IVECO Stralis X-WAY ©

Acteur historique de la gamme légère au Maghreb, le constructeur italien Iveco développe son offre de poids lourds. Un marché sur lequel la concurrence asiatique est moins forte.

Iveco a dévoilé, au début de juillet, à Tunis, le Stralis X-Way, lancé l’année dernière en Europe et commercialisé pour la première fois sur le sol africain. Ce poids lourd se positionne sur un segment intermédiaire alliant, selon ses concepteurs, la conduite routière du Stralis et la robustesse du Trakker, l’un des véhicules Iveco les plus vendus en Afrique.

« L’utilisation d’un tracteur 20 % tout-terrain et 80 % routier représente une partie très importante de la demande en poids lourds en Tunisie », commente Roberto Fresia, directeur du marketing pour l’Afrique et le Moyen-Orient chez Iveco.

Plus 40 % de ventes en cinq ans

Huit mille véhicules Iveco circulent aujourd’hui en Tunisie, distribués par trois concessionnaires locaux – Italcar, le Moteur Diesel et Sotradies – afin de couvrir l’ensemble du territoire (quinze points physiques).

En cinq ans, les ventes du constructeur ont augmenté de 40 % dans le pays, l’une des plus fortes croissances d’Iveco sur le continent, la Tunisie devenant le troisième plus gros marché africain de la marque italienne, derrière l’Éthiopie et au coude-à-coude avec le Maroc.
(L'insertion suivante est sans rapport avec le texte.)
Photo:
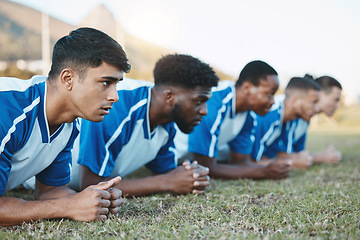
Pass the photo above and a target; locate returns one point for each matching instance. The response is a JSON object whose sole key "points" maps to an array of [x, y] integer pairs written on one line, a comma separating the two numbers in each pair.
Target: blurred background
{"points": [[319, 37]]}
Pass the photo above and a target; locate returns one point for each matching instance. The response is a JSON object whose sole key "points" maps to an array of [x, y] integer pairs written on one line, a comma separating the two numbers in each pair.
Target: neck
{"points": [[158, 113], [57, 111], [241, 101], [289, 111]]}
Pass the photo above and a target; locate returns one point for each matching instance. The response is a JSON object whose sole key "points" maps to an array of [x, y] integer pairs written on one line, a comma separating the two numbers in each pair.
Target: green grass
{"points": [[319, 203]]}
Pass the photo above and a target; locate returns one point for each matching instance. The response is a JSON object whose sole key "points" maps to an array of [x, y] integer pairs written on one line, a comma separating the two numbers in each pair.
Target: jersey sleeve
{"points": [[243, 143], [263, 129], [11, 139], [58, 172], [166, 158]]}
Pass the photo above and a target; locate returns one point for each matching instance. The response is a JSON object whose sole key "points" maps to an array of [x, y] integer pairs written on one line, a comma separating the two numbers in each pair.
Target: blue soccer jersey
{"points": [[26, 147], [273, 136], [221, 126], [268, 131], [123, 141], [296, 131]]}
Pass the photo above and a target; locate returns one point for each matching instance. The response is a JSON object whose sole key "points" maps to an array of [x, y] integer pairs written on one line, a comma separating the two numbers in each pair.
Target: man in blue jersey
{"points": [[140, 130], [294, 144], [230, 122], [272, 131], [38, 127]]}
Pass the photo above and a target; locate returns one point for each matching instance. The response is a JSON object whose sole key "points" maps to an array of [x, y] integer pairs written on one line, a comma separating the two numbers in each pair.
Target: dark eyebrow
{"points": [[114, 79]]}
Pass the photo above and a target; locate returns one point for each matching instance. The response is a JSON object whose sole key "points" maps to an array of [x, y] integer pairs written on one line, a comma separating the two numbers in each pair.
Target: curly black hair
{"points": [[184, 71], [302, 83], [254, 71]]}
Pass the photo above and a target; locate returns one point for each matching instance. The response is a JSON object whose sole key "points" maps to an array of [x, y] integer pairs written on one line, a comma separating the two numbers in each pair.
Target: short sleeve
{"points": [[166, 158], [243, 143]]}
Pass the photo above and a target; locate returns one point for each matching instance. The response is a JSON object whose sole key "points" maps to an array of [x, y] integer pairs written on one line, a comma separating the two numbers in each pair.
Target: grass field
{"points": [[319, 203]]}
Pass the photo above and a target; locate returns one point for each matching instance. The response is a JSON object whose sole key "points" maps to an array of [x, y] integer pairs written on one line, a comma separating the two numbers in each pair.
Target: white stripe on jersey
{"points": [[16, 121], [117, 133]]}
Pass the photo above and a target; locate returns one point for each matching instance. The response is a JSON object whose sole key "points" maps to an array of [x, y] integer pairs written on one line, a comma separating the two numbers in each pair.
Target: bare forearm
{"points": [[143, 186], [227, 171], [15, 211]]}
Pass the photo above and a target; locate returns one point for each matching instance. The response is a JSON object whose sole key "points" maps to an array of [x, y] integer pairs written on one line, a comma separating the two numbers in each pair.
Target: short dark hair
{"points": [[255, 71], [327, 83], [303, 84], [184, 71], [84, 48]]}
Fort de ces bons résultats, Iveco espère atteindre 30 % des parts du marché tunisien des poids lourds d’ici à la fin de 2018. En 2017, pour la première fois, le constructeur a décroché la place de leader sur ce segment, avec 22,5 % des parts du marché tunisien, et ce grâce notamment au succès du Trakker Châssis Cabine (4×8) et au Supercargo (18 tonnes), deux véhicules de chantier.

IVECO

« Notre stratégie est de renforcer notre présence sur les tracteurs routiers, qui représentent l’autre moitié du marché, dans laquelle s’inscrit le lancement du Stralis X-Way, de fabrication 100 % européenne », poursuit le responsable.
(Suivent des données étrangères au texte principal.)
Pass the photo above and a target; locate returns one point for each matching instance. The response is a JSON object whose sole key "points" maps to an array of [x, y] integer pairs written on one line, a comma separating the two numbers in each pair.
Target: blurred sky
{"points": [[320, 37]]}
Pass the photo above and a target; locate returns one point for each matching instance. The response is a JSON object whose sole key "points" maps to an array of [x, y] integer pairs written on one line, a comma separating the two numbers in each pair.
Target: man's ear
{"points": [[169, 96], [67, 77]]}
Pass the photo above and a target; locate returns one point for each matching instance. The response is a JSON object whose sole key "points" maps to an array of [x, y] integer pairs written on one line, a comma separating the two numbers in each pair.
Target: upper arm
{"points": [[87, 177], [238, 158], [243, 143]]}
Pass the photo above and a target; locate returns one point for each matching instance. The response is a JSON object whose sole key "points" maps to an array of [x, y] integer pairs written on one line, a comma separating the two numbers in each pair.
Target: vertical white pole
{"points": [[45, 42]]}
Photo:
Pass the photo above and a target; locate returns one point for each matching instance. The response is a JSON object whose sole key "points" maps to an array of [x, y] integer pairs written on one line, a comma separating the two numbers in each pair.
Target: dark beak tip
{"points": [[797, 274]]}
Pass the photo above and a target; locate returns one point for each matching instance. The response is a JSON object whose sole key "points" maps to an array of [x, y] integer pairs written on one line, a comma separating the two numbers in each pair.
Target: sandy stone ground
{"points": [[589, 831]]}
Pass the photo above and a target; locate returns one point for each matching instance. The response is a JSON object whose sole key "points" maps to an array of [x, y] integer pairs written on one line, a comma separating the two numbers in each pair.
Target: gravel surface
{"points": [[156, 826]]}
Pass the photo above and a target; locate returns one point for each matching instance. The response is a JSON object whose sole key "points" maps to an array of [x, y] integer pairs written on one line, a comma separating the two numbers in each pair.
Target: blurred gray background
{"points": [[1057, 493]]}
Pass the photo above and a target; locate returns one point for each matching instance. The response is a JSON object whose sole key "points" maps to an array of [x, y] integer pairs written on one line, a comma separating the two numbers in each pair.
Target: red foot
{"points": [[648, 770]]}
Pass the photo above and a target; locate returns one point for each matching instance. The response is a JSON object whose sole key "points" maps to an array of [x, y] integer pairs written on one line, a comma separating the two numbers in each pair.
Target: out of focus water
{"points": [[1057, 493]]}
Réajustement face à la concurrence asiatique

Surtout présent sur la gamme légère (3,5 à 7,49 tonnes), qui, comme partout en Afrique, domine les ventes – 60 % des 4 500 unités vendues en Tunisie en 2017 –, Iveco a réajusté son plan d’action face à la concurrence asiatique. Le constructeur japonais Isuzu offre en effet une alternative 20 % moins chère au Daily, produit phare d’Iveco dans la gamme légère, qui détient encore 36 % des parts du marché tunisien (30 % au Maroc).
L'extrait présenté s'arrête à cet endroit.